Se nos queda en casa el gran capitán del Club Melilla Baloncesto, Juan Ignacio Romero, seguro. Es que le hemos gustado y él a nosotros; de manera que ese gigantón llegado del cordobés Valle de los Pedroches ha sido adoptado por la España africana, pero sólo porque ha sembrado cariño, sólo porque es un tiazo como la copa de un pino y no sólo por sus 2,15 metros de altura, sino por la anchura de su corazón.
Treinta y algo –pocos– años, seis tacos y pico en la llanura del Gurugú, allá por los arrabales del Cerro de San Lorenzo, con aires salitrosos del medio marino y mediterráneo, 200 partidos en las filas del Melilla Baloncesto que hoy preside un sefardí de categoría, don Jaime Auday. Maite que viene de docente a la ciudad de Pedro de Estopiñán. Juan Romero, hijo ensolerado en Melilla, gordo, enorme, como su puñetero padre. Nacho Romero se queda en Melilla, no podría ser de otra forma, porque se ha enamorado de la tierra que acogió, en su día, sus postreros años de jugador de baloncesto del más alto nivel. Seguro que Auday y Mustafa Mohand tienen cartas de pócker en la bocamanga, sí, sí.

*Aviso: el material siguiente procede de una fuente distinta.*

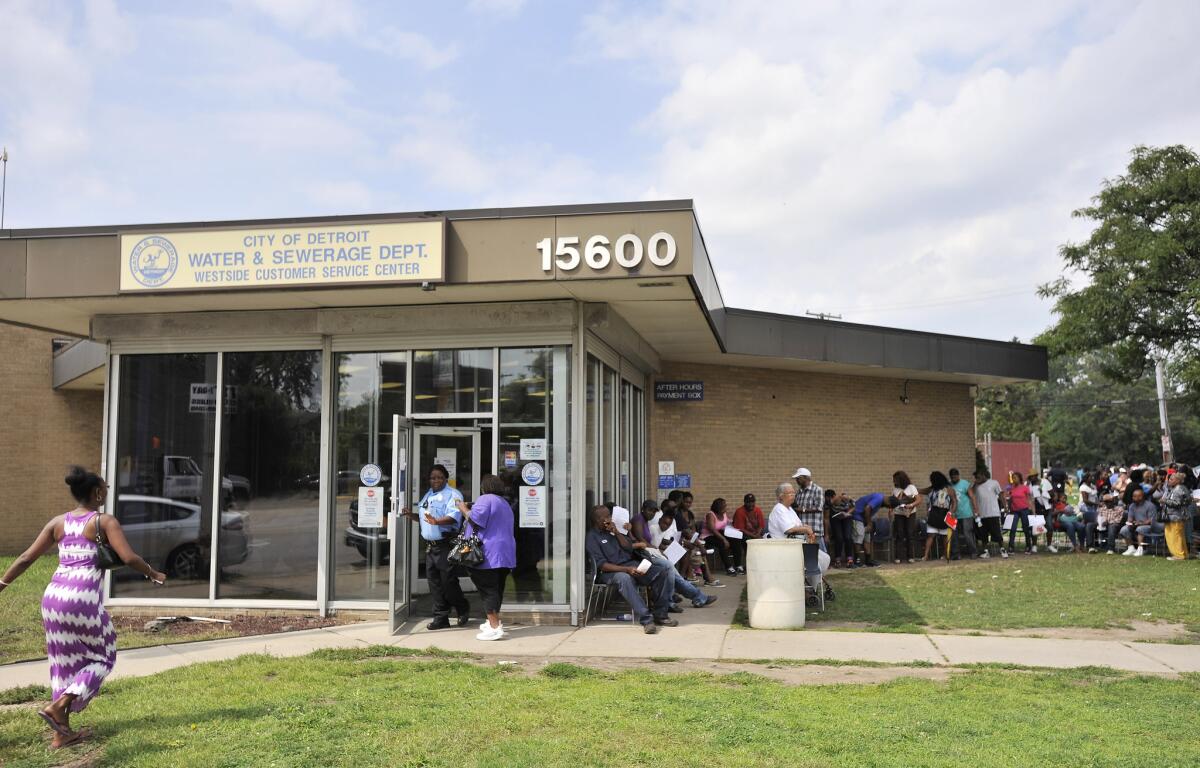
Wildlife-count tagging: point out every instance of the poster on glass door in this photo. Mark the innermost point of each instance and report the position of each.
(533, 507)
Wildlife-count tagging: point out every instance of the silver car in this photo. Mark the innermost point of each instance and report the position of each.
(167, 534)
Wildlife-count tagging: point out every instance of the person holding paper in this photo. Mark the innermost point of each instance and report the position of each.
(713, 533)
(1019, 505)
(988, 493)
(1109, 516)
(667, 550)
(439, 519)
(903, 503)
(1141, 522)
(750, 521)
(691, 541)
(784, 522)
(616, 564)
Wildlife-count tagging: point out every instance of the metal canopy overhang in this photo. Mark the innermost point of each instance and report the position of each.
(682, 317)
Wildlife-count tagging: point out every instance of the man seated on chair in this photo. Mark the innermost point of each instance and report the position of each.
(1109, 517)
(643, 540)
(1141, 514)
(616, 564)
(863, 526)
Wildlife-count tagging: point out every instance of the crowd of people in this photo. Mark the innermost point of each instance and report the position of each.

Juan Ignacio Romero, natural de Los Pedroches –ay mi Córdoba de Julia, mi madre– y que sigue jugando baloncesto de altas miras, ha sido internacional absoluto español, jugador de la plantilla del Real Madrid y del sevillano San Fernando, a las órdenes de Javier Imbroda, pero es, sobre todo, un melillense comprometido. Sí, porque el gentilicio no es fácil lograrlo, es una cuestión de devoción y Nacho tiene devoción por Melilla.
Dejemos, si quieren, el aspecto deportivo, del cual el abajo o arriba firmante entiende poco, aunque entiende que estamos ante una gran figura del básquet.

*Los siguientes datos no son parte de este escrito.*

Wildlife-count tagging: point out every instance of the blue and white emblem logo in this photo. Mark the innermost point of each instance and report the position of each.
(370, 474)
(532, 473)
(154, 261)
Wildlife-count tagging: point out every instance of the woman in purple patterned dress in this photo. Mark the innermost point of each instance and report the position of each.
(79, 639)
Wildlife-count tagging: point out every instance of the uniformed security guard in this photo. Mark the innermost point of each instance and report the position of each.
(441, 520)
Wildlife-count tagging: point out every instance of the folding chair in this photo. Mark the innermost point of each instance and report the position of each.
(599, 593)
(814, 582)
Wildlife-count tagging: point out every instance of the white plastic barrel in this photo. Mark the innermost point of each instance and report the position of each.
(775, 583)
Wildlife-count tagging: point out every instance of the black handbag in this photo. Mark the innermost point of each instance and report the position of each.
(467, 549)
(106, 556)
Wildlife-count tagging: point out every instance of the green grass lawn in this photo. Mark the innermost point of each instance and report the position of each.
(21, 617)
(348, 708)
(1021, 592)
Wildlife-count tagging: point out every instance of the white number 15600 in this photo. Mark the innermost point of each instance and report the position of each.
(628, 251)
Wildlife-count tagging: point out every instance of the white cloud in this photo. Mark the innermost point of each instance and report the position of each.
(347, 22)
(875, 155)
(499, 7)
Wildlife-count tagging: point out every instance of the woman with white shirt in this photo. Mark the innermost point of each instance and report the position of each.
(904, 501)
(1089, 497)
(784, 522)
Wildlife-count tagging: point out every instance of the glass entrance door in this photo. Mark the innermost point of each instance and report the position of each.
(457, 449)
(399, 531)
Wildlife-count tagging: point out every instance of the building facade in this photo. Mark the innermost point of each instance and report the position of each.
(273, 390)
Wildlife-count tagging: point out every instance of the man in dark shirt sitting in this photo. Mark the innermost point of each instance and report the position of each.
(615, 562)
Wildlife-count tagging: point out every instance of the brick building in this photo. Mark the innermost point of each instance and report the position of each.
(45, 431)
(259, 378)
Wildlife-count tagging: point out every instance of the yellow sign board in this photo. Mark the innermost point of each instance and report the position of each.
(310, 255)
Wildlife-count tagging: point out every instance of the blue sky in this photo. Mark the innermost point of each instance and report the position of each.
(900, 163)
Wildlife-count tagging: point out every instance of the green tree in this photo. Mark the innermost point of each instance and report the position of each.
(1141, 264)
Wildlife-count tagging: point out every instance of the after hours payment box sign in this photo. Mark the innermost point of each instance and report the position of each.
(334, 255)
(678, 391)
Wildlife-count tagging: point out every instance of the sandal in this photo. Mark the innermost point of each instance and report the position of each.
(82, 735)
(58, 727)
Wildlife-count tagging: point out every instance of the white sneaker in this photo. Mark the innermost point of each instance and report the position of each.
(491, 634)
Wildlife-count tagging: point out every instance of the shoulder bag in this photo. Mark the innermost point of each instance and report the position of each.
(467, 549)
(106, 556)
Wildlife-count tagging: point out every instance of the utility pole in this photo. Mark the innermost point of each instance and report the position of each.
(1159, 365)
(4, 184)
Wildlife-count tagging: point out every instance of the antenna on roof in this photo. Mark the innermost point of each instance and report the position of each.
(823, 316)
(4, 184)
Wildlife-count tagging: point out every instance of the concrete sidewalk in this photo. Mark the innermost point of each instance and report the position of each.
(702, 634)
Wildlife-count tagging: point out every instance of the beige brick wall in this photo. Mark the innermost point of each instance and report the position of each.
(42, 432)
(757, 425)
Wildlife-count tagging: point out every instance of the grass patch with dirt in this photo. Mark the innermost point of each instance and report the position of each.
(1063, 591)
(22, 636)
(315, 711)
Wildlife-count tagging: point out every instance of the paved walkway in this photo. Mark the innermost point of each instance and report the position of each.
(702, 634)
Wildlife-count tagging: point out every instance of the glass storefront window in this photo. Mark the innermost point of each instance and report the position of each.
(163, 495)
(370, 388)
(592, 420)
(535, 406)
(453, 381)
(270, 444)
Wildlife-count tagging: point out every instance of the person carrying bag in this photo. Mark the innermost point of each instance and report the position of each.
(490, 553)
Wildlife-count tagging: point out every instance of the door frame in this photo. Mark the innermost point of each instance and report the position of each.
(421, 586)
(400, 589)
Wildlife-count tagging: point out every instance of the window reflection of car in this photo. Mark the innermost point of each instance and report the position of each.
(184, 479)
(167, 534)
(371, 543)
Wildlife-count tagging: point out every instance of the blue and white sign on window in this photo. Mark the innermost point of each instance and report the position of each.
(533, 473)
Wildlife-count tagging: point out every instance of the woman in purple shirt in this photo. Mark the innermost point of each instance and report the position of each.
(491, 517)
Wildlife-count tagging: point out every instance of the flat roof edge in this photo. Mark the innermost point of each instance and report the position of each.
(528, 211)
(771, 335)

Nacho, su esposa Maite Madroñal y su hijo, Juan –sin saberlo, porque es un querubín recién nacido– se han metido en el corazón de los melillenses. El veterano jugador se hace sitio a codazos para comprometerse con los más necesitados. Se tira de cabeza a los colegios para promocionar la práctica de las mejores costumbres: el deporte. Y luego tiene su propio ambiente, el íntimo, el de los seres humanos con corazón abierto, sin reservas.
¿Y cuál es ese ambiente íntimo? Es una familia que se reúne a diario en ‘La Oficina’, ergo, el Puente del Mineral. Allá vuelan las birras y navega sin complejos la amistad en grado sumo, es decir, desinteresada. Todo ello bajo el patronazgo de un gigantón que tiene el mismo corazón, tan claro, tan transparente como el que viaja con su hijo Juan. En tiempos de crisis, importar a un ser humano como Nacho Romero es un lujo que sólo pueden permitirse las grandes potencias de la sensibilidad humana.
Felices 200 partidos, felices siete años y pico, Nacho.